“Why, sir?” retorted Blakeney, “methought you and your kind did not believe in God.”
“No. But you English do.”
“We do. But we do not care to hear His name on your lips.”
“Then in the name of the wife whom you love—”
But even before the words had died upon his lips, Sir Percy, too, had risen to his feet.
“Have done, man—have done,” he broke in hoarsely, and despite weakness, despite exhaustion and weariness, there was such a dangerous look in his hollow eyes as he leaned across the table that Chauvelin drew back a step or two, and—vaguely fearful—looked furtively towards the opening into the guard-room. “Have done,” he reiterated for the third time; “do not name her, or by the living God whom you dared to invoke I’ll find strength yet to smite you in the face.”
But Chauvelin, after that first moment of almost superstitious fear, had quickly recovered his sang-froid.
“Little Capet, Sir Percy,” he said, meeting the other’s threatening glance with an imperturbable smile, “tell me where to find him, and you may yet live to savour the caresses of the most beautiful woman in England.”

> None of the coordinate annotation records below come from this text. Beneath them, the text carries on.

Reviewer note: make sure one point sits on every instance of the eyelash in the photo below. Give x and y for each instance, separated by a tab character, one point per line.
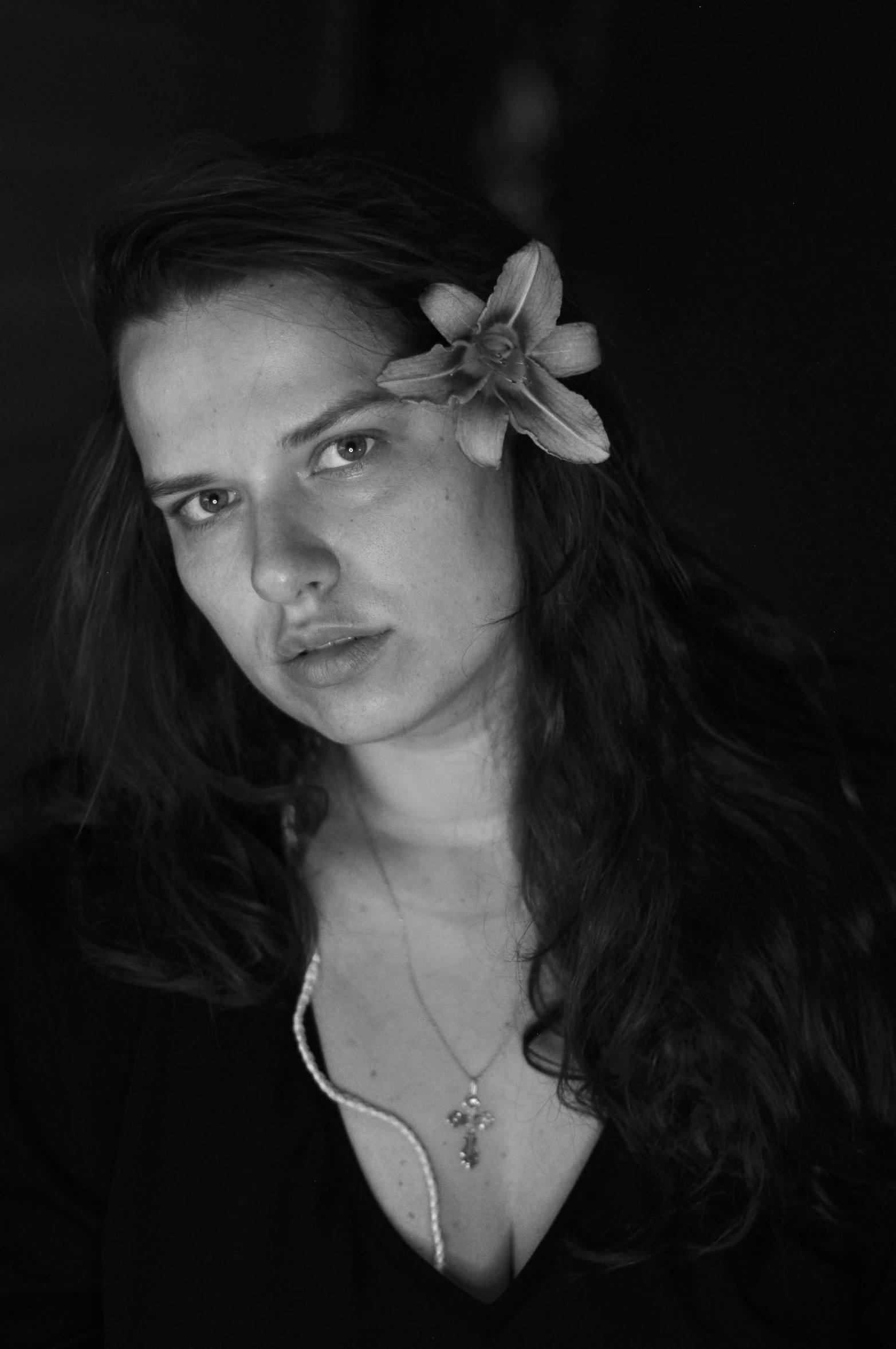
350	470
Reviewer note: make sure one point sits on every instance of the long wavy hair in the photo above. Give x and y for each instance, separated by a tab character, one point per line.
708	849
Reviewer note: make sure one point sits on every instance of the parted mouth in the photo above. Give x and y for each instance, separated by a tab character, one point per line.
320	640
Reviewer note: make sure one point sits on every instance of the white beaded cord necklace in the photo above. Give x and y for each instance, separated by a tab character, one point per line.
355	1103
470	1116
348	1099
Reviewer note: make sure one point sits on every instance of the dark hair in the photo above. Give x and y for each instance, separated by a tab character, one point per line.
705	854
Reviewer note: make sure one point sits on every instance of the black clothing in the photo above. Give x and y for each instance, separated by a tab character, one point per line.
175	1179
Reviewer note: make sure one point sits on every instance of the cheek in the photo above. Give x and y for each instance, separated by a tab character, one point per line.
459	555
214	583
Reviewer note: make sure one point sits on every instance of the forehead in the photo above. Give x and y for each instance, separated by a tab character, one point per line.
264	348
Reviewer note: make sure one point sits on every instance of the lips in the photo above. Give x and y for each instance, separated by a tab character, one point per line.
301	643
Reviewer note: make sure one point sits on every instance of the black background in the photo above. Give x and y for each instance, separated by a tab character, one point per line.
716	179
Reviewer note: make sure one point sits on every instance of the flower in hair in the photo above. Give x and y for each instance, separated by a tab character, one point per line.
505	363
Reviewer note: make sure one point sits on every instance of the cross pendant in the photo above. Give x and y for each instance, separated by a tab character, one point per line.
473	1120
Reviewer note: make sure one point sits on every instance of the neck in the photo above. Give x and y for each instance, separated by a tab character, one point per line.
446	795
439	804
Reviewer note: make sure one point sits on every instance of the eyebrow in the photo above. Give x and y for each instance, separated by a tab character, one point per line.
351	404
292	440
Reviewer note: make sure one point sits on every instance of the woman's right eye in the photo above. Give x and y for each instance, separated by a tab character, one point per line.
206	506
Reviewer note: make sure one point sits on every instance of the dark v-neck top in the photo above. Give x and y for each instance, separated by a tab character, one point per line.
173	1179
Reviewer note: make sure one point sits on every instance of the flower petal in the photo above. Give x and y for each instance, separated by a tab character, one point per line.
528	294
454	310
481	428
559	421
426	378
570	350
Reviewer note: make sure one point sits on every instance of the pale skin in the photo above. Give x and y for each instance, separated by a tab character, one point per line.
377	520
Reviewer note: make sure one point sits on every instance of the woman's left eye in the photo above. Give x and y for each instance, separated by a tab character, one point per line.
347	450
203	508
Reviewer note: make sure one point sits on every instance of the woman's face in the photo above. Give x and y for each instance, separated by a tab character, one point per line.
305	508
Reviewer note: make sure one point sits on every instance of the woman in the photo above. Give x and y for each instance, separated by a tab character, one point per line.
466	914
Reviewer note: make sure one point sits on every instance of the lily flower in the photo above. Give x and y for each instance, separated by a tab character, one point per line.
504	365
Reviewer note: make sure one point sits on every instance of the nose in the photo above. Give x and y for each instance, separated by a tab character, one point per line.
288	560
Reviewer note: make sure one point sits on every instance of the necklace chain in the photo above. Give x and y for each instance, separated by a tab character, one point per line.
473	1077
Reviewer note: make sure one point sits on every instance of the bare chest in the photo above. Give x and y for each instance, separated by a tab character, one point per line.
380	1044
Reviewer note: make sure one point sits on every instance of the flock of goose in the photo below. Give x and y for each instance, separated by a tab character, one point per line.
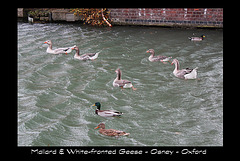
118	82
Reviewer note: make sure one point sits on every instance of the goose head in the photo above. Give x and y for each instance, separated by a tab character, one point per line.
101	126
151	51
49	42
98	105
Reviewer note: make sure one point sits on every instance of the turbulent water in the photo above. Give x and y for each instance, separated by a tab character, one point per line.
56	92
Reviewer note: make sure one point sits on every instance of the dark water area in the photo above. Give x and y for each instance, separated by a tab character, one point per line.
55	92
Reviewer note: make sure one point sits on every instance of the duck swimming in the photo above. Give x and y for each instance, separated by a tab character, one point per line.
153	58
110	132
118	82
59	50
87	56
106	113
184	73
196	38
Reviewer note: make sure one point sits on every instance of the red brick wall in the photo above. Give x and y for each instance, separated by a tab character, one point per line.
193	17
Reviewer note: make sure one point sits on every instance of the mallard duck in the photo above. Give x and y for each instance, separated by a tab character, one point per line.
153	58
59	50
110	132
196	38
106	113
184	73
118	82
87	56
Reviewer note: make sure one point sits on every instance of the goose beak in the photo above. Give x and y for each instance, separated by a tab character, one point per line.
96	127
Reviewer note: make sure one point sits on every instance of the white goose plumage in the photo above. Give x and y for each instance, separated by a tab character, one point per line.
59	50
184	73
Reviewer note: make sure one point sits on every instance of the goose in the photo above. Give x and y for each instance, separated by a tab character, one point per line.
153	58
106	113
59	50
118	82
196	38
184	73
110	132
87	56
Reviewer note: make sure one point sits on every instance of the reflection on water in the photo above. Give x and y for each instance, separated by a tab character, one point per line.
55	92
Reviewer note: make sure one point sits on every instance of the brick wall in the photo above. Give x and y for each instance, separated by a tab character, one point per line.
183	17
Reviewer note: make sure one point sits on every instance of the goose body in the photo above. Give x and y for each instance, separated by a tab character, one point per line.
59	50
106	113
110	132
196	38
118	82
184	73
153	58
87	56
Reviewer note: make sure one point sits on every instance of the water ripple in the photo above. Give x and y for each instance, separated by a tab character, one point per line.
55	92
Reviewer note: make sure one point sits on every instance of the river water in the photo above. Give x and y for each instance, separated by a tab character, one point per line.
55	92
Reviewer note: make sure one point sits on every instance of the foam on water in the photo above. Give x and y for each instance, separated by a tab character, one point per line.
55	92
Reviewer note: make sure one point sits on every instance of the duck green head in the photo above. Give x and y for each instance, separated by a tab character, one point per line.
98	105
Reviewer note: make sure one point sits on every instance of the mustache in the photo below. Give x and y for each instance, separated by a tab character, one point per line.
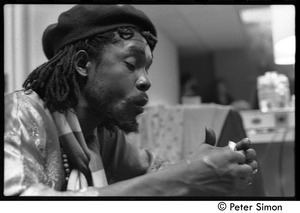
141	99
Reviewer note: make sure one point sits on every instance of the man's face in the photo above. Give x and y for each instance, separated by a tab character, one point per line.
116	87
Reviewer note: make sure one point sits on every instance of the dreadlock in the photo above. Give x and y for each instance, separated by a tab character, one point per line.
56	81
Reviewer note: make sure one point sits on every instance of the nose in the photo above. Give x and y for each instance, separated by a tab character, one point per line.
143	83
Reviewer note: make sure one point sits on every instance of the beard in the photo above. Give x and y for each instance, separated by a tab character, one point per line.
122	116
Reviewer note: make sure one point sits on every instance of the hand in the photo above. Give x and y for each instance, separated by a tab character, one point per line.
245	146
219	170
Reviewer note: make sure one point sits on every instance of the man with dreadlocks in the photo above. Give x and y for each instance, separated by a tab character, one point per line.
64	133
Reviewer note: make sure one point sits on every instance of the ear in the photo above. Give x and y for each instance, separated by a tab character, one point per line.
81	61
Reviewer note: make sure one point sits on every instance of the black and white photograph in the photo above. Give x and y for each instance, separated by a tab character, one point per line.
140	101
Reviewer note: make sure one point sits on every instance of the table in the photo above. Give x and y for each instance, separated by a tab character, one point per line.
173	132
273	138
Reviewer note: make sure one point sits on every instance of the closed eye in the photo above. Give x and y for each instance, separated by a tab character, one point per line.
130	66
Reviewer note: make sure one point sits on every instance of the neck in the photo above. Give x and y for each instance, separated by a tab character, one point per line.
88	119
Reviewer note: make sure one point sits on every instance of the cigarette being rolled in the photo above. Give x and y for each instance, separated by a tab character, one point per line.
232	145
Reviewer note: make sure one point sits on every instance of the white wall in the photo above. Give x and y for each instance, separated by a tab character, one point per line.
24	27
164	73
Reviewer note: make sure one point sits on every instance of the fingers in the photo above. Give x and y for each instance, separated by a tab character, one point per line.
244	144
250	155
210	136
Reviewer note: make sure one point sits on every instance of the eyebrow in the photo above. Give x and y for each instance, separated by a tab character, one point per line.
140	51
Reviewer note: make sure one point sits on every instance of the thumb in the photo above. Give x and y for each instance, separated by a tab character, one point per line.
210	136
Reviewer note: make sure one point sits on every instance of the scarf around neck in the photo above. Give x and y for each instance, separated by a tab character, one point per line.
83	153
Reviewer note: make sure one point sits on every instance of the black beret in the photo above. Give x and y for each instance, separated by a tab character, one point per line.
83	21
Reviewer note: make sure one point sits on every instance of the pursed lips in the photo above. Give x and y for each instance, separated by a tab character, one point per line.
141	103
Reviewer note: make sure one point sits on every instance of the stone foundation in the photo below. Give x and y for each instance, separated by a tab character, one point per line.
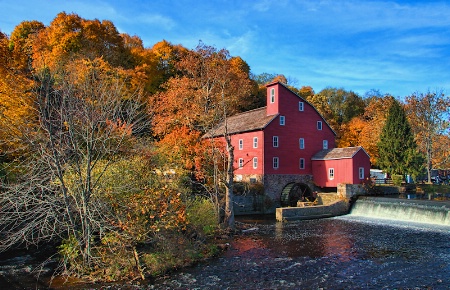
274	184
348	191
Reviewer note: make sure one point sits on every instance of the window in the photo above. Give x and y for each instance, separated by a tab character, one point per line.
301	143
319	125
275	163
241	163
361	173
302	163
272	95
301	106
331	173
275	141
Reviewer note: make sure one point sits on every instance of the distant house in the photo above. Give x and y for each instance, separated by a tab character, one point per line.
279	146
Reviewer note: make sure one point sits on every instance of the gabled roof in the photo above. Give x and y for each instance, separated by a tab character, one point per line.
337	153
304	100
244	122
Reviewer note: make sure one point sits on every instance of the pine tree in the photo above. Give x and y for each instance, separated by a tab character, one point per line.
397	148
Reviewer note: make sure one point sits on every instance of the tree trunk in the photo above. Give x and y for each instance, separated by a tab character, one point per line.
229	211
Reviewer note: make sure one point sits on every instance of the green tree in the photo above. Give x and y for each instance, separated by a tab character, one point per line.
398	151
428	113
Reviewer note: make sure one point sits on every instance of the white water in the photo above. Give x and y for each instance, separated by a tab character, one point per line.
427	212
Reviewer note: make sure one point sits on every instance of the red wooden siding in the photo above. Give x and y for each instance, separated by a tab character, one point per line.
298	124
346	170
248	152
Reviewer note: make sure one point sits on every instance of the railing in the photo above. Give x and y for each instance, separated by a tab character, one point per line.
382	180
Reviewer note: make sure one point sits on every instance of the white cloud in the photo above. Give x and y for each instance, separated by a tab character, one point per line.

He had meant it as a taunt, the final turn of the thumb-screw applied to a dying man, and he had in that watchful, keen mind of his well weighed the full consequences of the taunt.
The next moment he had paid to the full the anticipated price. Sir Percy had picked up the pewter mug from the table—it was half-filled with brackish water—and with a hand that trembled but slightly he hurled it straight at his opponent’s face.